2. The chargeable event shall occur and the tax shall become chargeable when the goods are delivered or the services are performed. Deliveries of goods other than those referred to in Article 5(4)(b) and supplies of services which give rise to successive statements of account or payments shall be regarded as being completed at the time when the periods to which such statements of account or payments pertain expire.
However, where a payment is to be made on account before the goods are delivered or the services are performed, the tax shall become chargeable on receipt of the payment and on the amount received.
By way of derogation from the above provisions, Member States may provide that the tax shall become chargeable, for certain transactions or for certain categories of taxable person, either:
– no later than the issue of the invoice or of the document serving as invoice, or
– no later than receipt of the price, or
– where an invoice or document serving as invoice is not issued, or is issued late, within a specified period from the date of the chargeable event.’
8. Article 13A(1)(b) to (e) of the Sixth Directive provide that Member States are to exempt certain activities in the medical services sector.
9. Article 17(1) of the Sixth Directive states that ‘[t]he right to deduct shall arise at the time when the deductible tax becomes chargeable’.
10. Article 17(2)(a) provides:
‘In so far as the goods and services are used for the purposes of his taxable transactions, the taxable person shall be entitled to deduct from the tax which he is liable to pay:
(a) value added tax due or paid within the territory of the country in respect of goods or services supplied or to be supplied to him by another taxable person’.
11. Under the first sub-subparagraph of Article 28(2)(a) of the Sixth Directive, during the transitional period referred to in Article 28l, ‘[e]xemptions with refund of the tax paid at the preceding stage and reduced rates lower than the minimum rate laid down in Article 12(3) in respect of the reduced rates, which were in force on 1 January 1991 and which are in accordance with Community law, and satisfy the conditions stated in the last indent of Article 17 of the Second Council Directive of 11 April 1967, may be maintained’.
12. Section 6(4) of the Value Added Tax Act 1994 (hereinafter ‘the VAT Act 1994’) provides:
‘If, before the time applicable under subsection (2) or (3) above, the person making the supply issues a VAT invoice in respect of it or if, before the time applicable under subsection (2)(a) or (b) or (3) above, he receives a payment in respect of it, the supply shall, to the extent covered by the invoice or payment, be treated as taking place at the time the invoice is issued or the payment is received.’

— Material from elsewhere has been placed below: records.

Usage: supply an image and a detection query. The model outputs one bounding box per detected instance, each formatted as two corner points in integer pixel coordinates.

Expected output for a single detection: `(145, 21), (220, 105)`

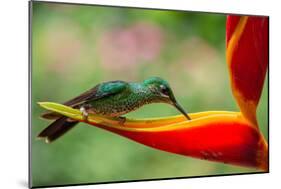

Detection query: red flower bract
(226, 16), (268, 126)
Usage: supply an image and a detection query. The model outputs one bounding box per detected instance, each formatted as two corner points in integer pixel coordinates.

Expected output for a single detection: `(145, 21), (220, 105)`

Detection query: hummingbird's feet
(80, 106), (89, 121)
(118, 116), (126, 125)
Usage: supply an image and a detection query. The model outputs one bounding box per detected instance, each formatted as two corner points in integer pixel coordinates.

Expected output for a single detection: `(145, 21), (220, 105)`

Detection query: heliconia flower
(226, 16), (268, 126)
(39, 16), (268, 171)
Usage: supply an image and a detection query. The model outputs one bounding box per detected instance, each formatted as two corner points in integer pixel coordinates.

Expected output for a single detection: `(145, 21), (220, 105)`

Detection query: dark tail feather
(37, 116), (78, 143)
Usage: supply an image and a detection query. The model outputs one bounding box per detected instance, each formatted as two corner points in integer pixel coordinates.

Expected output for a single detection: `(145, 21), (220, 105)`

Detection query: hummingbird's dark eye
(160, 85), (169, 95)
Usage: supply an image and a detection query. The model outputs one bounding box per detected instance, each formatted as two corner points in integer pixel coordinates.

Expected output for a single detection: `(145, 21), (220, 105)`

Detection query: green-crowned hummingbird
(38, 77), (190, 142)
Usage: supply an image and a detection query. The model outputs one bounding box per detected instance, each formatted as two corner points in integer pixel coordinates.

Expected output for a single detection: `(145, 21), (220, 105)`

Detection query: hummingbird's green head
(143, 77), (190, 120)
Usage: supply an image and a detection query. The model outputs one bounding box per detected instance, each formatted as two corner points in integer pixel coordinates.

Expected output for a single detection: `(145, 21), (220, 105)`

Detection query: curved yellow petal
(39, 102), (268, 170)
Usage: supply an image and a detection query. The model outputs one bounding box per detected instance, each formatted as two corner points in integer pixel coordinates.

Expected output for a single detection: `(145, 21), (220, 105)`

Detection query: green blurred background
(31, 2), (268, 186)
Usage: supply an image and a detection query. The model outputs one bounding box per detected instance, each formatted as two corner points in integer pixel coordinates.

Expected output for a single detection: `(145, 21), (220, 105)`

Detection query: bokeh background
(31, 2), (268, 186)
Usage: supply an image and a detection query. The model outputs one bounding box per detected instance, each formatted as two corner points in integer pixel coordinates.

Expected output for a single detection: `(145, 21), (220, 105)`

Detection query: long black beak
(174, 102), (191, 120)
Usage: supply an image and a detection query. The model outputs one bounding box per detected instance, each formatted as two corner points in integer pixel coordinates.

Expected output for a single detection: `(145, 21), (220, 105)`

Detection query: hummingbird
(38, 77), (191, 143)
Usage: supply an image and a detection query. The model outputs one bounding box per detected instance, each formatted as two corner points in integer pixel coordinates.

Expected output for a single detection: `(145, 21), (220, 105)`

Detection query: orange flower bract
(39, 16), (268, 170)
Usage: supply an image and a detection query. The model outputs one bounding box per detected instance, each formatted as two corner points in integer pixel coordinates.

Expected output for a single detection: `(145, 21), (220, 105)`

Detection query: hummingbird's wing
(41, 80), (129, 119)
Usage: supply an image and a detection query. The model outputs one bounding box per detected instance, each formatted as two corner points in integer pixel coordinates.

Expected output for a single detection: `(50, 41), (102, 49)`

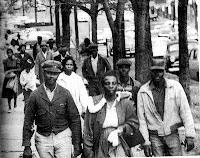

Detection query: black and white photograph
(0, 0), (200, 158)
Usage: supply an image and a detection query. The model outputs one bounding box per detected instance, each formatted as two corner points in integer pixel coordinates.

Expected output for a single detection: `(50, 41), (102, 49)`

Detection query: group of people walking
(2, 34), (195, 158)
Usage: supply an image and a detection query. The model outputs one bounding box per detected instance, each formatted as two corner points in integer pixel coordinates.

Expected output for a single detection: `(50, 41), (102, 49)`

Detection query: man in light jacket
(137, 59), (195, 157)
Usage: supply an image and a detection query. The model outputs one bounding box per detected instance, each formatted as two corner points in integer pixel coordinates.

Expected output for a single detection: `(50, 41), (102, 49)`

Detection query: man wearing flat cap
(82, 43), (111, 96)
(116, 58), (141, 108)
(137, 59), (195, 157)
(35, 42), (53, 83)
(22, 60), (82, 158)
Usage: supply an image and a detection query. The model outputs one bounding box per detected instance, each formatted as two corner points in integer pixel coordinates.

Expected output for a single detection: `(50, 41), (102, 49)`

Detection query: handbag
(121, 129), (145, 148)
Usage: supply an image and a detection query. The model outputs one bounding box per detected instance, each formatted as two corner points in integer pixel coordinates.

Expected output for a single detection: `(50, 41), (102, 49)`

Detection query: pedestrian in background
(78, 38), (92, 56)
(33, 36), (42, 60)
(15, 44), (35, 72)
(84, 70), (138, 158)
(116, 58), (141, 108)
(35, 42), (53, 84)
(82, 43), (111, 96)
(137, 59), (195, 157)
(54, 44), (71, 63)
(2, 49), (20, 113)
(8, 39), (19, 54)
(57, 56), (88, 128)
(20, 59), (40, 112)
(22, 60), (82, 158)
(47, 38), (59, 57)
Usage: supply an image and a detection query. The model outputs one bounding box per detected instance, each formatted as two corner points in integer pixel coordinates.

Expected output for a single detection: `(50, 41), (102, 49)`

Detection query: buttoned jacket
(84, 96), (138, 158)
(137, 79), (195, 145)
(22, 85), (82, 146)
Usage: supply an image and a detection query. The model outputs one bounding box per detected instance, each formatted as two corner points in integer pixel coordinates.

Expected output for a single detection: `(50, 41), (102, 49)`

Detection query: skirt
(1, 77), (18, 99)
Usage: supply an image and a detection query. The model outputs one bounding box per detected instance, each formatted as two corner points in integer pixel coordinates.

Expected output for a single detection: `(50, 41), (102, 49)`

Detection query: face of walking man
(44, 70), (59, 85)
(151, 69), (164, 85)
(104, 76), (117, 96)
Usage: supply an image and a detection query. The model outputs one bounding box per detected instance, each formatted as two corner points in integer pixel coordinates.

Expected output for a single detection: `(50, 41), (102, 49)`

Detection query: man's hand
(185, 137), (194, 152)
(143, 145), (153, 157)
(117, 126), (124, 135)
(73, 144), (82, 157)
(23, 146), (32, 158)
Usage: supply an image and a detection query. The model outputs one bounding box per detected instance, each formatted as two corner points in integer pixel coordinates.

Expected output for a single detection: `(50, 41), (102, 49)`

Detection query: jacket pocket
(56, 108), (66, 115)
(37, 108), (47, 116)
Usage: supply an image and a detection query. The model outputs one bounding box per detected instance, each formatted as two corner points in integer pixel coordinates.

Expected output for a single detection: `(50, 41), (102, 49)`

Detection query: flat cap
(42, 60), (61, 73)
(150, 58), (165, 70)
(88, 43), (98, 51)
(116, 58), (132, 66)
(40, 42), (48, 47)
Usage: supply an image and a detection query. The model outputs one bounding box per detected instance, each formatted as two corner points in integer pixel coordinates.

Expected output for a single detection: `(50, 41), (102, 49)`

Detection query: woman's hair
(18, 44), (26, 51)
(62, 56), (78, 72)
(101, 70), (118, 86)
(6, 48), (14, 54)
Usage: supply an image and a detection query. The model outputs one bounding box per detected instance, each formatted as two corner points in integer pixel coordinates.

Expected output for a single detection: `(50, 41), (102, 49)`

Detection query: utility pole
(55, 0), (61, 47)
(74, 0), (79, 59)
(49, 0), (53, 24)
(35, 0), (37, 23)
(22, 0), (25, 16)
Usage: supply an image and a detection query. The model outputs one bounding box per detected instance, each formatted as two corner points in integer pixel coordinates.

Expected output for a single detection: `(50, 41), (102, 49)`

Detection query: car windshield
(169, 42), (197, 52)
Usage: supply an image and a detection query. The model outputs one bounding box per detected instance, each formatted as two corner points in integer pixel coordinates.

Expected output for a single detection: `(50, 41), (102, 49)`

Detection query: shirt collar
(43, 83), (57, 93)
(118, 77), (131, 85)
(149, 80), (167, 90)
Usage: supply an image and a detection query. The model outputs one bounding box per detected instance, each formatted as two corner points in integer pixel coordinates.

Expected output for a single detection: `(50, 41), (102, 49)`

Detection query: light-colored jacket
(57, 72), (89, 115)
(137, 79), (195, 145)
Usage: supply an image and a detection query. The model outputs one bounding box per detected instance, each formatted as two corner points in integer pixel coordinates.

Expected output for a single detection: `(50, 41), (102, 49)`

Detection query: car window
(169, 42), (198, 52)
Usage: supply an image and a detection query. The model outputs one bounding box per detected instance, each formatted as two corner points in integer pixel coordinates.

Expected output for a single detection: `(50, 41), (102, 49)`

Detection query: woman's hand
(117, 126), (124, 135)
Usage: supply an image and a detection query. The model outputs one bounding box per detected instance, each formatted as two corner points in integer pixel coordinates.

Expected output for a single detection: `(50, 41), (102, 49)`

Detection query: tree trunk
(178, 0), (191, 105)
(131, 0), (153, 84)
(55, 0), (60, 46)
(90, 3), (98, 43)
(61, 4), (72, 48)
(192, 2), (198, 30)
(103, 0), (125, 69)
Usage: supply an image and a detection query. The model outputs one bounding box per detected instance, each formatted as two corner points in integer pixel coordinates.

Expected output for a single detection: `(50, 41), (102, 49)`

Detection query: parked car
(77, 11), (89, 22)
(151, 37), (170, 57)
(189, 48), (199, 81)
(97, 30), (106, 44)
(165, 40), (198, 74)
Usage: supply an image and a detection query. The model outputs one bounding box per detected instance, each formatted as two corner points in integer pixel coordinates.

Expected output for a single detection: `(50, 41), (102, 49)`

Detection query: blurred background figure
(57, 56), (88, 128)
(8, 39), (19, 54)
(82, 43), (111, 96)
(33, 36), (42, 60)
(54, 44), (71, 63)
(35, 42), (53, 84)
(116, 58), (141, 108)
(2, 49), (20, 113)
(78, 38), (91, 56)
(20, 59), (39, 112)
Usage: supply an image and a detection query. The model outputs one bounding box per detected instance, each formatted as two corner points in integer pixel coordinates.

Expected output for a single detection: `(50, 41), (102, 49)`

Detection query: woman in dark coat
(2, 49), (20, 113)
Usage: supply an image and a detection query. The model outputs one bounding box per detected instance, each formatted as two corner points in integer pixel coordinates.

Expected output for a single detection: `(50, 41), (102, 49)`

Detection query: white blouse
(103, 100), (118, 128)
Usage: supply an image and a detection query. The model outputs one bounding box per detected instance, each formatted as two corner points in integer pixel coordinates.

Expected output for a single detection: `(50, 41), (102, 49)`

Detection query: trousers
(150, 132), (182, 157)
(35, 128), (73, 158)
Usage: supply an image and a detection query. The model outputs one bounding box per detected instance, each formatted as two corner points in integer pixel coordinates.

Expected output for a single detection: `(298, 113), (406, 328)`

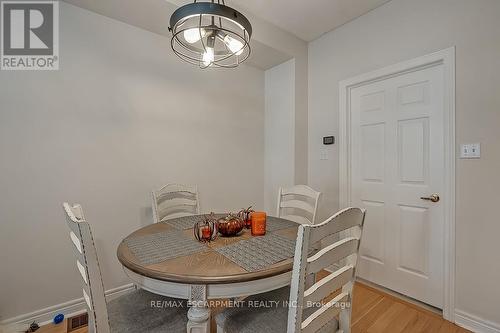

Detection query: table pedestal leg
(187, 305), (210, 333)
(187, 285), (210, 333)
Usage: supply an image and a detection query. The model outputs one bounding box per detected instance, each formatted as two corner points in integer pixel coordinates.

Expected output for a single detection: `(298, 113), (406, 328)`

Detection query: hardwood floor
(37, 283), (469, 333)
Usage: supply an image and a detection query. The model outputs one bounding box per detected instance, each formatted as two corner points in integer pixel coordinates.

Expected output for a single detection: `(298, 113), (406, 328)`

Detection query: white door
(350, 65), (444, 308)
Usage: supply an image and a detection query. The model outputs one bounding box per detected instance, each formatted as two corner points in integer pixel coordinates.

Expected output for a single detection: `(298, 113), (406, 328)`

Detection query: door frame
(339, 46), (455, 322)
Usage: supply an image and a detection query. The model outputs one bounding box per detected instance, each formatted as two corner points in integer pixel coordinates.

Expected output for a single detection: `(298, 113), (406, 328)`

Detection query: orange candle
(201, 226), (212, 240)
(252, 212), (266, 236)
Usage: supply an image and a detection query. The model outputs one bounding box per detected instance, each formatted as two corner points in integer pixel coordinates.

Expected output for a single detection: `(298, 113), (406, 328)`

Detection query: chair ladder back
(276, 185), (321, 224)
(63, 203), (110, 333)
(151, 184), (200, 223)
(287, 208), (365, 333)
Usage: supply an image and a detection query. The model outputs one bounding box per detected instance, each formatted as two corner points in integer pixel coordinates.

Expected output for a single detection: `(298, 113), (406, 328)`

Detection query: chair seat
(215, 287), (338, 333)
(107, 290), (188, 333)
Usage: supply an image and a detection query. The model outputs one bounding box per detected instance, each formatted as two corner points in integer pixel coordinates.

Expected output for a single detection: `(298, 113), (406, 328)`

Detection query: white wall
(0, 2), (264, 319)
(309, 0), (500, 328)
(264, 59), (295, 214)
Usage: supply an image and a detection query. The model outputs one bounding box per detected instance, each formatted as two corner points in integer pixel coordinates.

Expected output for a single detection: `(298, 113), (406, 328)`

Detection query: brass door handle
(420, 193), (440, 202)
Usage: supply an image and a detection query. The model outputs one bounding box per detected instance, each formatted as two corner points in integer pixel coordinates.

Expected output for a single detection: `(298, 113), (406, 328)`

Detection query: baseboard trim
(455, 310), (500, 333)
(0, 283), (135, 333)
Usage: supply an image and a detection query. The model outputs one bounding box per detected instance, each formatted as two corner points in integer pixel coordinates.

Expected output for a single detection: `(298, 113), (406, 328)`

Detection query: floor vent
(67, 313), (89, 332)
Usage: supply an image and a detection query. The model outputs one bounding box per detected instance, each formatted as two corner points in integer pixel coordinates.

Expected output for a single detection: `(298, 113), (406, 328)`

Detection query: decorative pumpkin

13. According to section 30(1) of that Act, as in force before 1 January 1998:
‘Where a taxable person supplies goods or services and the supply is zero-rated, then, whether or not VAT would be chargeable on the supply apart from this section –
(a) no VAT shall be charged on the supply; but
(b) it shall in all other respects be treated as a taxable supply;
and accordingly the rate at which VAT is treated as charged on the supply shall be nil.’
The main proceedings and the questions referred to the Court of Justice
14. The order for reference shows that BUPA Hospitals and BUPA Gatwick Park Hospital Ltd (hereinafter ‘BUPA Gatwick Park’) are each part of the BUPA Group, and also, for the purposes of the second subparagraph of Article 4(4) of the Sixth Directive, of the BUPA VAT group.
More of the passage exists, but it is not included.